Mythology Mondays: The Muse Clio (Κλειώ)
Hi Viewers! Pearl here, let’s continue our look into the Nine Muses by learning about the Muse of History: Clio! Oh I’m so sorry but it looks like I’m getting a text!
~Don’t start my segment without me -Clio ~
Well, it looks like we’ll be joined by the Muse herself! But until she gets here, let’s begin. Clio’s name is derived from the Greek word κλέω (kleo) which means—
To recount or make famous. Hey Pearl, where can I put my bag?
Oh, I didn’t think you’d get here so fast! There’s some room on the table over there! But if your bag is as heavy as it was last time I’d say leave it on the floor.
Thanks… So did you get to tell them about how I inspire mortals? Because if you’re gonna spend this whole segment on history, this segment will be neverending
I was actually going to tell them about why your bag is so heavy. Clio is often represented as carrying a scroll or sets of tablets, or sometimes seated near a chest of books. Clio why is that?
It’s just easier for me to reference specific points of history when I have the accounts with me at all times. I’d rather carry them with me instead of having to leave and find the book or scroll I need.
Okay, that makes sense! Clio is also often attributed with the ability to inspire mortals to write down, investigate, and give accounts of events. Is that what you were talking about Clio?
Yes, mortals don’t seem to take notice that when I’m inspiring them to write something down, it’s for a good reason. Unless they want history to keep repeating itself… How will people learn from each other if they’re not sharing what they experience?

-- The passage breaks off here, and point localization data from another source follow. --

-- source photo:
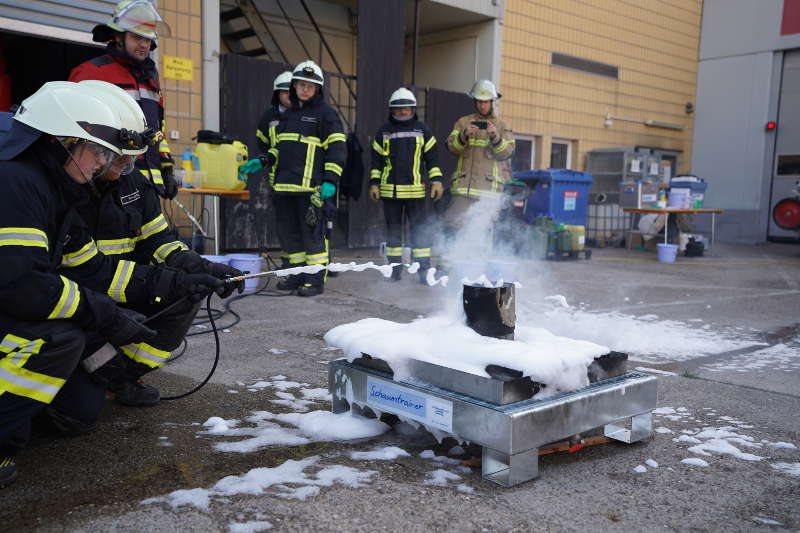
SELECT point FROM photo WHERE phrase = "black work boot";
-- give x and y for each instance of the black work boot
(424, 266)
(135, 394)
(313, 284)
(397, 272)
(8, 471)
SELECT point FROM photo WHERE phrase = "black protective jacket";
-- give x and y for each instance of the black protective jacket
(125, 218)
(402, 152)
(140, 81)
(310, 147)
(51, 266)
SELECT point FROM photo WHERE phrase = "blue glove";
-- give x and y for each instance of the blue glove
(327, 190)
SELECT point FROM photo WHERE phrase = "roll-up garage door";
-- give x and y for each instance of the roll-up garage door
(69, 20)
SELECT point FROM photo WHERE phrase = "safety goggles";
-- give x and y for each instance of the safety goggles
(122, 164)
(123, 139)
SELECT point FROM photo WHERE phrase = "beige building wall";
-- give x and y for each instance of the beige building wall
(182, 99)
(653, 42)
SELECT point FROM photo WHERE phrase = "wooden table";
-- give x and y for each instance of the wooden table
(667, 211)
(216, 194)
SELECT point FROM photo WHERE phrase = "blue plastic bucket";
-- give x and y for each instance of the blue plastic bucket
(667, 252)
(247, 262)
(678, 198)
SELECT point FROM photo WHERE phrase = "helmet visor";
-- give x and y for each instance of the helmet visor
(89, 159)
(122, 164)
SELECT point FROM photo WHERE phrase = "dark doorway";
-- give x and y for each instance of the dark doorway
(32, 61)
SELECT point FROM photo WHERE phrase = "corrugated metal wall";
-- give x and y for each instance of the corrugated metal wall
(79, 15)
(246, 93)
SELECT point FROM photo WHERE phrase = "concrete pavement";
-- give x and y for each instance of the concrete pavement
(96, 482)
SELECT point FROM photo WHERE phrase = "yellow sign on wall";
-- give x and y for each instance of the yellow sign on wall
(178, 68)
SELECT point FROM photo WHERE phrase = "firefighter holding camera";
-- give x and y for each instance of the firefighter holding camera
(484, 146)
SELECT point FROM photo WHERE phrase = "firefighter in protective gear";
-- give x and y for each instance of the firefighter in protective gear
(267, 136)
(308, 159)
(58, 294)
(404, 152)
(484, 146)
(130, 35)
(124, 216)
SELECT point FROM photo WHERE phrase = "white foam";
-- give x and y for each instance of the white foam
(694, 461)
(388, 453)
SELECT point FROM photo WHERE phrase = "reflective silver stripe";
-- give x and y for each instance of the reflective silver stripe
(67, 302)
(81, 256)
(120, 282)
(164, 250)
(102, 356)
(154, 226)
(29, 384)
(9, 345)
(117, 246)
(23, 237)
(403, 135)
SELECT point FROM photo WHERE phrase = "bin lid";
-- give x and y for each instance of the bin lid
(555, 175)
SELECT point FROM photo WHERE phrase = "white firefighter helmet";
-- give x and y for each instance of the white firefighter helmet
(283, 81)
(308, 71)
(402, 97)
(132, 119)
(139, 17)
(84, 111)
(484, 90)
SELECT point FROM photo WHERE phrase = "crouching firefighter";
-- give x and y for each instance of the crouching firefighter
(403, 150)
(308, 157)
(61, 137)
(124, 217)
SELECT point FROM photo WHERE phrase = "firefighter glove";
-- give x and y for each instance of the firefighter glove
(126, 327)
(170, 185)
(312, 215)
(196, 286)
(223, 271)
(374, 193)
(327, 190)
(437, 190)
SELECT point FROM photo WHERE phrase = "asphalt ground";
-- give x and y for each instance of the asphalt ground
(96, 482)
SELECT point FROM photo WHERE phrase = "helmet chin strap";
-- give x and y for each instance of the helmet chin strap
(88, 181)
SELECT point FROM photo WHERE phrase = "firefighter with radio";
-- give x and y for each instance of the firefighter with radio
(404, 152)
(131, 35)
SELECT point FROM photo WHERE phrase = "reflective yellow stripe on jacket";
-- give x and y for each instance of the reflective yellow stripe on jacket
(67, 302)
(14, 236)
(119, 284)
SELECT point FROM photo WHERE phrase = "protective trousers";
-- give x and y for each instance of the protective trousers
(414, 210)
(37, 361)
(144, 357)
(297, 236)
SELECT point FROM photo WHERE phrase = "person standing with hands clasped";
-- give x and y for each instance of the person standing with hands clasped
(403, 151)
(308, 156)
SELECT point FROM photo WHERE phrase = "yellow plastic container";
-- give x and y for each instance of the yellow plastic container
(220, 163)
(578, 237)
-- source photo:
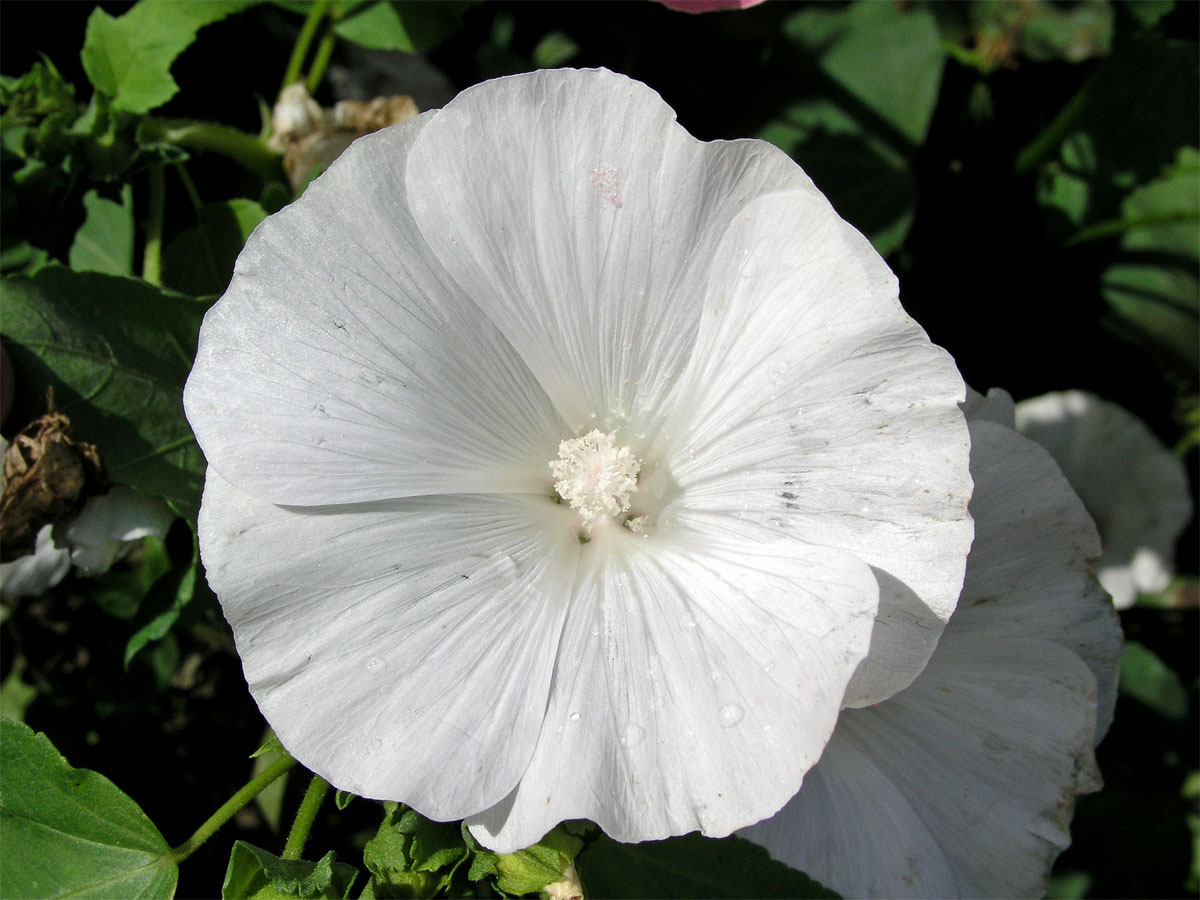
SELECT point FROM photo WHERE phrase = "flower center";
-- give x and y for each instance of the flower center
(595, 477)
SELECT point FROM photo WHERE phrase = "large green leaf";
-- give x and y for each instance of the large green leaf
(867, 83)
(690, 867)
(407, 27)
(256, 874)
(412, 856)
(129, 58)
(105, 241)
(199, 261)
(118, 352)
(887, 58)
(1147, 679)
(71, 832)
(1152, 287)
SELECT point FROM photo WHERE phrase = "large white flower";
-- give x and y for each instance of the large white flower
(964, 784)
(564, 466)
(1134, 487)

You know that actually makes a lot of sense. Well moving on, Clio is also a mother of a Greek hero, Hyacinth, who was tragically killed when he was out with his lover the god Apollo. The mortals have honored him with a festival called the Hyacinthia, where they celebrate his death and ‘rebirth’ as the hyacinth flower.
Hyacinth was much more than a mere lover of Apollo. Apollo was the one to change my son’s blood into the flowers that still bear his name, I know that Apollo still mourns his passing into Elysium. But as mortals say, that is history and I certainly cannot spend my time living in the past…
But aren’t you the muse of History? Shouldn’t that be what you focus on?
There is a difference between learning from the past and becoming stuck in the past.
Is there anything else you want the audience to know about you Clio?
Only that everyone should remember that history is always being made and I will always be happy to inspire others to join me in my quest to preserve history.
And I’m sure they will! All right you guys, gals, and everyone in between, next we’ll look into the world of loooooooove poetry with Erato!